THe plot seems to tie so much together I was half expecting kilrathy (sp/) to be exploded by kirk as well.
 
I think so, yes.

When it came out I was all wanker for it, being a hugh Kirk fan and all but, as time has passed, and I've gotten over his death, I have to admit it wasn't that great a story. Imo.
 
Its professionally published fan-fiction. Recall finding it entertaining when it came out, but it did get bogged down by all the continuity checks. On the other hand, it was also much better than Ashes of Eden. After reading that the only reason I picked up The Return was because the cliffhanger at the end was pretty good at hooking me.
 
I had the opposite reaction. "The Ashes of Eden" was excellent. "The Return" was okay, but Kirk wasn't really Kirk in that one at all; he was more like a Borg killing machine.

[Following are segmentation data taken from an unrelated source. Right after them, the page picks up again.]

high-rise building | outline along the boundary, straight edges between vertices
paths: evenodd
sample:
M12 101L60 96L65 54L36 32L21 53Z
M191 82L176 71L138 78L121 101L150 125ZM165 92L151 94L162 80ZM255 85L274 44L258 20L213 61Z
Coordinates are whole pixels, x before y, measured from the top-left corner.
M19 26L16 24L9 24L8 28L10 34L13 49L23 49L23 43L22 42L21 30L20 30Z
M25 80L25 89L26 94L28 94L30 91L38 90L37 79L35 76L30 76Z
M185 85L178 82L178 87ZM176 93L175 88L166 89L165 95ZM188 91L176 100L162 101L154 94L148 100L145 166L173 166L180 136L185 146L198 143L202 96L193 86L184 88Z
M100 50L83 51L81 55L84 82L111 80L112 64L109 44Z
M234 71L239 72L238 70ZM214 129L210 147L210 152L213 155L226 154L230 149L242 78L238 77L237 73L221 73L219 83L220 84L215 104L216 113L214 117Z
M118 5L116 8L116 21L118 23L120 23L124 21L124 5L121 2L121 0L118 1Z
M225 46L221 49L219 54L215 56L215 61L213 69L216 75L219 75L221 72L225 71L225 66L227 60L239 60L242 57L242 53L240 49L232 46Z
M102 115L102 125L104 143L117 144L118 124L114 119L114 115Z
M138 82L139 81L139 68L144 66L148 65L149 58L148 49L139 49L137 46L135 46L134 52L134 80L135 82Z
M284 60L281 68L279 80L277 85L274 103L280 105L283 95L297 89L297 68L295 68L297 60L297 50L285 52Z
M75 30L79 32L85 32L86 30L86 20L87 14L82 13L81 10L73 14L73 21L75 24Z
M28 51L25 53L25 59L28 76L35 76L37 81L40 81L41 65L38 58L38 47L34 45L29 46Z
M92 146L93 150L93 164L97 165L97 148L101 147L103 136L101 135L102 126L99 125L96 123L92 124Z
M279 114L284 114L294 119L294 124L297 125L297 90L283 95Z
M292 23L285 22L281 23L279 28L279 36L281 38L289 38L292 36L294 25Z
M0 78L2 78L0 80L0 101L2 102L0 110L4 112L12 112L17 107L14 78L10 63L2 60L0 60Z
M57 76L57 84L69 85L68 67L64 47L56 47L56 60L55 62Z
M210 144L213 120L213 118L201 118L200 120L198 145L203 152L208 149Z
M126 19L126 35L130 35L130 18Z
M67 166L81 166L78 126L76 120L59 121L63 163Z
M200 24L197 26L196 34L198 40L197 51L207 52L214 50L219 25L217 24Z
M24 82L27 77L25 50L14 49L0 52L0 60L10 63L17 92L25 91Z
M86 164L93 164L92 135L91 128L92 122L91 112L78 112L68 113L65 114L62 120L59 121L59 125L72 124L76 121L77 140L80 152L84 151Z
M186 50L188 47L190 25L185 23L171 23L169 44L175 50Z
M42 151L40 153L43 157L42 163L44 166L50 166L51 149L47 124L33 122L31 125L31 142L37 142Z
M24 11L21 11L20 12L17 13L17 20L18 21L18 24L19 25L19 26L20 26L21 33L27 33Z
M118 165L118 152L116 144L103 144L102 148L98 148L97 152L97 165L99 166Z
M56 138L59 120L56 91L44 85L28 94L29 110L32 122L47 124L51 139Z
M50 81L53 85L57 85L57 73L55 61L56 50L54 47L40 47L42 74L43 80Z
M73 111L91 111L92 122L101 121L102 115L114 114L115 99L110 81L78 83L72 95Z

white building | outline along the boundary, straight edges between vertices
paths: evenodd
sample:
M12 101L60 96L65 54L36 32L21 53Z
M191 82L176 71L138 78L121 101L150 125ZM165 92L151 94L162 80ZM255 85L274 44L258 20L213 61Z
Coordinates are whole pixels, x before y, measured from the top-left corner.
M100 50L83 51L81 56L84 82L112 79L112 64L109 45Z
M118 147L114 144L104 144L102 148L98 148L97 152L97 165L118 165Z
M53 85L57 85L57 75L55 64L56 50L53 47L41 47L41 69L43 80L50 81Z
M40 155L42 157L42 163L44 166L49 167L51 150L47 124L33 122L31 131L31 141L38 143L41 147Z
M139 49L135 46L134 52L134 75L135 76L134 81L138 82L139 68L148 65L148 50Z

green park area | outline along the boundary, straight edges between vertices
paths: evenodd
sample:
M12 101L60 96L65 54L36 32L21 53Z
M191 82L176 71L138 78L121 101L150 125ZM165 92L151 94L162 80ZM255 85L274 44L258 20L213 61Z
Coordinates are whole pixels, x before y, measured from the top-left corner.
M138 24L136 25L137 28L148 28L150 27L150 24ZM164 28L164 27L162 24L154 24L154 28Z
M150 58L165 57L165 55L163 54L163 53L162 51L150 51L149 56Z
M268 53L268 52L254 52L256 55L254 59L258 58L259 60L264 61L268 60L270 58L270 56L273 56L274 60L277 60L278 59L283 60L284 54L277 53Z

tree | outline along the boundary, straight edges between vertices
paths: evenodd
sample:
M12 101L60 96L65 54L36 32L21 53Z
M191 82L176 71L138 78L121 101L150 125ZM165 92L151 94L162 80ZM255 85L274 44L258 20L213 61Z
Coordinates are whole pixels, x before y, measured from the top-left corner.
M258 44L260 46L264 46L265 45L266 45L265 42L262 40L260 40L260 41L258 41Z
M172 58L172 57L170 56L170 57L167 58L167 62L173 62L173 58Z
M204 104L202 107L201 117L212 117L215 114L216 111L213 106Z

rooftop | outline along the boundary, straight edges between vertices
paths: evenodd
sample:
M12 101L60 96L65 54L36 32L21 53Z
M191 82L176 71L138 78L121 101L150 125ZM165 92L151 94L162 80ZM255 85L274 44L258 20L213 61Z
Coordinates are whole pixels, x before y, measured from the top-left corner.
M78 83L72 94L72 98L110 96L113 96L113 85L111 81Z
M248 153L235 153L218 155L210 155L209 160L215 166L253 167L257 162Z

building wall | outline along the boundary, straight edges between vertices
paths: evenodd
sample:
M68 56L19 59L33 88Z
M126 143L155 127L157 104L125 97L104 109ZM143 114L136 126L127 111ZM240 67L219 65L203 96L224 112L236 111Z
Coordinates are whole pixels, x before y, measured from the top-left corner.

"Avenger" was unforgivable, with yet another resurrection of Kirk's corpse, and this is the one who become Picard's buddy in six more sequels!
 
A matter of taste I suppose, but its also been ages since I read either of them. I might think differently now. But it did seem like Ashes of Eden and the Return were by two completely different authors in a lot of ways.

Ugh! Avenger was awful. Having enjoyed The Return I picked up Avenger when it came out and was massively disappointed. That was the last Shatnerverse book I read. I don't suppose they improved after that?
 
To expand a little on my dislike of Avenger... I think the appeal of The Return was that it gave Kirk a better send of, a more meaningful death, than Generations did. There was no need for another resurrection at all. If Shatner wanted to do more Kirk novels he could have written about adventures of Kirk and crew between STV and STVI. The idea of Kirk still alive and kicking in the 24th century is just silly. I mean, I have some issues with the fact that other authors have Uhura and Chekov still alive and active in the 24th century, though to be fair I haven't yet read those books so I'll reserve full judgement on that. It just seems like nearly the entire TOS crew has somehow survived into the next century. Granted McCoy was seen as alive during Encounter at Farpoint, but he was also incredibly elderly.
 
EliyahuQeoni said:
A matter of taste I suppose, but its also been ages since I read either of them. I might think differently now. But it did seem like Ashes of Eden and the Return were by two completely different authors in a lot of ways.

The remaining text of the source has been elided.